Like the fall school fundraiser. Or wristbands to attend the school carnival. Or the monetary class party donations. Or school t-shirts. Or school carnival booth donations. Or working (or paying someone else to work) the school carnival. Or church bazaar silent auction basket donations for CCE. Or baseball concession stand duty. Or the school carnival silent auction basket donations. Or the book fair. Or school pictures. Or soccer pictures. Or jersey day or coloring contest participation fees. Or Halloween costumes. Or birthday parties (both attending and hosting, since H’s is this month).

Sure, some of these costs are only a few bucks, but multiply each of these by two, three, or more, if you are lucky to be so blessed, and it quickly becomes outrageous. I put my foot down on the book fair orders, only allowing each of the kids to buy one book this year. They complained and I felt bad and thought how insane it was that I was restricting them on books. But something has to give, so it may as well be my kids education, right? This October over-spending has reached an obnoxious new level and I am very close to flipping my lid.
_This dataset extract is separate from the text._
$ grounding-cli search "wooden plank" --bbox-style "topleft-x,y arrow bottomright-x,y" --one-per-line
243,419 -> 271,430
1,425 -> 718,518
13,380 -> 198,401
Maybe it’s my fault for not thinking about all of these incidentals when I decided to have kids. Sure, I thought about the cost of diapers and formula when I was pregnant. I thought of the cost of buying my teenagers a car. Chris and I both thought about how the heck we would pay for college, if, by the grace of God, it even turns out that our kids are smart enough, well-rounded enough, and have enough extracurricular activities to actually get accepted to a college these days. But the October over-spending  was not even on our radar. Someone really should have warned us.

At least some kind friends, who are the parents of teenagers, informed me recently that this is only the beginning. It apparently gets much worse from here on out, so I better buckle up. I thank them for giving me something to really look forward to–a day when I’ll look back at this ignorant little rant of mine with a heartfelt longing, thinking of how good I had it then when my expenses were simple, like book fairs and school pictures, and were all neatly consolidated into one stressful month.

Maybe once the kids are out of college October will be the fun-loving month I remember. Only 15 more years, if all goes as planned. Which we all know it will.